The European Central Bank left interest rates unchanged on Thursday, with President Christine Lagarde saying policymakers are “in a good place” despite inflation falling below target, stressing that the ECB “cannot be hostage to one data point” as it sticks to a data-dependent, meeting-by-meeting approach.
Bulgaria becomes 21st euro area member
The meeting opened with a symbolic gesture as the ECB welcomed Bulgaria to the euro area, effective 1 January 2026. Dimitar Radev, Governor of the Bulgarian National Bank, joined the ECB’s Governing Council with voting rights, marking the culmination of Bulgaria’s long path toward monetary union.
Lagarde praised the accession as further evidence of “the attractiveness of the single currency and the enduring benefits of European integration.”
Since 1999, euro area membership has nearly doubled, now encompassing 21 countries.
Inflation declines, but disinflation seen as temporary
Eurostat’s flash estimate showed eurozone inflation fell to 1.7% in January, from 2.0% in December and 2.1% in November. This drop was largely driven by a sharp fall in energy prices, which declined by 4.1% year-on-year.
Core inflation (excluding food and energy) eased to 2.2% — its lowest since October 2021 — while services inflation decelerated to 3.2%.
However, food inflation ticked up slightly to 2.7%. Lagarde downplayed fears of excessive disinflation, attributing much of the drop to base effects and emphasising that the headline figure does not alter the ECB’s medium-term inflation trajectory.
“We cannot be hostage to one data point,” she remarked.
Several questions probed whether the ECB’s language had turned more hawkish.
Lagarde refused the label, insisting that policy is “agile” rather than directional.
Economic growth supported by AI, infrastructure, defence
Eurozone GDP rose by 0.3% in the fourth quarter of 2025, driven mainly by services — particularly in information and communication technologies (ICT) and AI-related sectors.

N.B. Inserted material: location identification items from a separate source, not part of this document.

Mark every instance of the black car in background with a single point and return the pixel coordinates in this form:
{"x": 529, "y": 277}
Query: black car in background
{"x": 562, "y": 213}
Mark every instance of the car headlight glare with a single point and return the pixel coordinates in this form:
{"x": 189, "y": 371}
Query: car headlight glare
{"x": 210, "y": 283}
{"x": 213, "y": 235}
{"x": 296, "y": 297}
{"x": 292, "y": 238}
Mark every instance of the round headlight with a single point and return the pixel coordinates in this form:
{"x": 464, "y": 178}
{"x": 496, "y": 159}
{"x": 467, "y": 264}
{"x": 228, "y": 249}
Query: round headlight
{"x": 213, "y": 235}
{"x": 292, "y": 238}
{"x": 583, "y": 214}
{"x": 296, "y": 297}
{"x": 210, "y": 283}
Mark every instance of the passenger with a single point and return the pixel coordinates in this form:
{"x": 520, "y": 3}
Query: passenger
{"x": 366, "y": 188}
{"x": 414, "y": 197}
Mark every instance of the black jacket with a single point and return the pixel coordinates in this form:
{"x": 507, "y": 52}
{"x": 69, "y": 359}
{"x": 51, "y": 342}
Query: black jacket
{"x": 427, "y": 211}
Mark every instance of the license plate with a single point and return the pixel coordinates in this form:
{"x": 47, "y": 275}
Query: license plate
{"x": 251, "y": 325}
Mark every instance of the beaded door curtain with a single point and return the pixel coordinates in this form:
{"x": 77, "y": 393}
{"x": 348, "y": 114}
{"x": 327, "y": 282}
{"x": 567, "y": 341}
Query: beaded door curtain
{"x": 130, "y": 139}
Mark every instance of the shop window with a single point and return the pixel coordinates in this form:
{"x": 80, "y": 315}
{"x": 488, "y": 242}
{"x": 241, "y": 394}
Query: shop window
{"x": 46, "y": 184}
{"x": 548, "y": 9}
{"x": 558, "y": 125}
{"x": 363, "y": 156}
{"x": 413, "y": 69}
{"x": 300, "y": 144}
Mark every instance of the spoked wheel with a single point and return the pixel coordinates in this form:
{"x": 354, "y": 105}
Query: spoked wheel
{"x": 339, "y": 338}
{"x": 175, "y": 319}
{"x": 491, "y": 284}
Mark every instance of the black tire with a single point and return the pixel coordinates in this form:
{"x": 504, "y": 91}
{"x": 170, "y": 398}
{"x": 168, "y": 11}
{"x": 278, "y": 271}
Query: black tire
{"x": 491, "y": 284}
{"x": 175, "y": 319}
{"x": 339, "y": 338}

In response to questions on artificial intelligence, Lagarde pushed back against the idea that Europe is falling decisively behind, pointing instead to rising private investment in AI-related activity.
She described ICT investment as “the big story” behind the resilience of domestic demand, stressing that it goes well beyond software alone and includes data centres, hardware and supporting infrastructure.
Crucially, Lagarde framed AI as a potential productivity dividend, not an inflation risk — at least for now.
Construction activity also gained momentum, bolstered by public investment in defence and infrastructure.
Labour market data showed a slight improvement, with unemployment edging down to 6.2% in December from 6.3%. While labour demand has cooled, the ECB sees no imminent signs of stress and continues to monitor wage trends closely.
Euro appreciation monitored, not targeted
In response to questions about the euro’s appreciation against the dollar, Lagarde stressed that the ECB does not target exchange rates, but considers their impact on inflation and growth.
“We always keep a close eye on exchange rate developments,” she said, adding that the euro’s recent strength has been “incorporated in our baseline.”
“There is no fatality or correlation between being a global currency and being appreciated relative to others,” she added.
She also revealed the ECB will send a “checklist” of reforms to EU leaders ahead of their competitiveness summit on 12 February, urging them to act on long-standing priorities.
This checklist outlines reforms – including completing the capital markets and banking unions, adopting the digital euro, deepening the single market, promoting strategic autonomy, and improving the EU’s institutional framework – the ECB sees as critical to boosting growth, productivity, and the euro’s international role.
“We strongly feel that significant reforms have to be either deepened or accelerated in order to deliver on what is the potential of Europe,” Lagarde concluded.